GOP presidential front-runner Donald Trump likens his time at a military academy to serving in the armed forces — and takes a few verbal hits from two ex-wives — in an upcoming biography, the
New York Times reports.
Trump explains to former Newsday reporter Michael D'Antonio, whose book,
"Never Enough: Donald Trump and the Pursuit of Success," is out Sept. 22, that he drew a very high draft lottery number after multiple deferments for Vietnam.
But he says his experience at New York Military Academy gave him "more training militarily than a lot of the guys that go into the military," the Times reports.
"My number was so incredible and it was a very high draft number," he says. "Anyway so I never had to do that, but I felt that I was in the military in the true sense because I dealt with those people."
Trump attended the academy starting in eighth grade after years at a prep school in Queens that included giving a teacher a black eye "because I didn't think he knew anything about music," Trump tells the biographer, the Times reports.

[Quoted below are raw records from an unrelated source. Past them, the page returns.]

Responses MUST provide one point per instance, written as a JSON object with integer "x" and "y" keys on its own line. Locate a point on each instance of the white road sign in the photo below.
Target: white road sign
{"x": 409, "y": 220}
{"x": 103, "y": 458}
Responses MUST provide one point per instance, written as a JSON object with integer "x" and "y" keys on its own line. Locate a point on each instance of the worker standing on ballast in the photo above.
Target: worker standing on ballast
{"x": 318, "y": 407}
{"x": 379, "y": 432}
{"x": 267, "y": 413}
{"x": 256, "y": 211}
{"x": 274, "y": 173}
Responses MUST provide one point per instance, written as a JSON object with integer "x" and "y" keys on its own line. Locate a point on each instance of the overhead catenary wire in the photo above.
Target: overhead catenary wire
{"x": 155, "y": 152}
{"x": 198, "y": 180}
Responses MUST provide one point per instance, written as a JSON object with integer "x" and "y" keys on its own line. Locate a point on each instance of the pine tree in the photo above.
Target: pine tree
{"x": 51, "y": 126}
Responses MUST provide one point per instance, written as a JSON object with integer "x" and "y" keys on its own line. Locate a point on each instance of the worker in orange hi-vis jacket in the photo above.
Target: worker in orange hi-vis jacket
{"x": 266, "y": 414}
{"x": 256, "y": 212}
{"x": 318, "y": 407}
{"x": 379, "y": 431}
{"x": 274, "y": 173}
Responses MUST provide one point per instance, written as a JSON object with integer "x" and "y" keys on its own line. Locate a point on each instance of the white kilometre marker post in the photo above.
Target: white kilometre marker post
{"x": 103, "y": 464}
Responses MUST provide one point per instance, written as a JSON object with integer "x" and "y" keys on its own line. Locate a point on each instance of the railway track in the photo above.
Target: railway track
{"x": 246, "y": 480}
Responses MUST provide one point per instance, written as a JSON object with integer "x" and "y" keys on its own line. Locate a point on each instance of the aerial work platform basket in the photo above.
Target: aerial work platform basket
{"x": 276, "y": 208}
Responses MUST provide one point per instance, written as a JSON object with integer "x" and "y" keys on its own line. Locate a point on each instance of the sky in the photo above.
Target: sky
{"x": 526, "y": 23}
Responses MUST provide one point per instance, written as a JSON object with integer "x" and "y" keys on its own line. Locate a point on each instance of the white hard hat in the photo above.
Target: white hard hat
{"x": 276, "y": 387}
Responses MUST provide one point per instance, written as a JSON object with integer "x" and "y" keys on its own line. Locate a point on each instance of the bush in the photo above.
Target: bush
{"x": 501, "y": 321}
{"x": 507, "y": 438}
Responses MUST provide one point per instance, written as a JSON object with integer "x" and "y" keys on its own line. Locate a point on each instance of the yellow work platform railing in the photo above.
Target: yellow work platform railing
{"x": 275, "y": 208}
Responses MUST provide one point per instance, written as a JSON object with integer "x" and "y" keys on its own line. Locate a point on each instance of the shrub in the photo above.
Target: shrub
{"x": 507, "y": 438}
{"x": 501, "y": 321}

While at the Cornwall-on-Hudson, N.Y. campus, Trump wore a uniform, participated in marching drills, and was expected to conform to a hierarchy imposed by instructors, "some of whom had served in the military."
St. Martin's Press provided an advance copy of the book to the Times, and D'Antonio provided excerpts from his interviews, according to the newspaper.
According to the Times, Trump's mentor at the academy, Theodore Dobias, said Trump "just wanted to be first, in everything, and he wanted people to know he was first."
Trump came under intense fire early in his campaign this summer for
criticizing Arizona Sen. John McCain's capture as a POW during the Vietnam War.
The Times reports the biography also contains sometimes unflattering remarks from Trump's associates — and ex-wives.
"The little boy that still wants attention," wife No. 2 Marla Maples says, according to the Times.
"He wants to be noticed," first-wife Ivana Trump relates, claiming he once walked off a trail when she skied past him in Aspen, Colo.
"He could not take it, that I could do something better than he did," she says, the Times reports.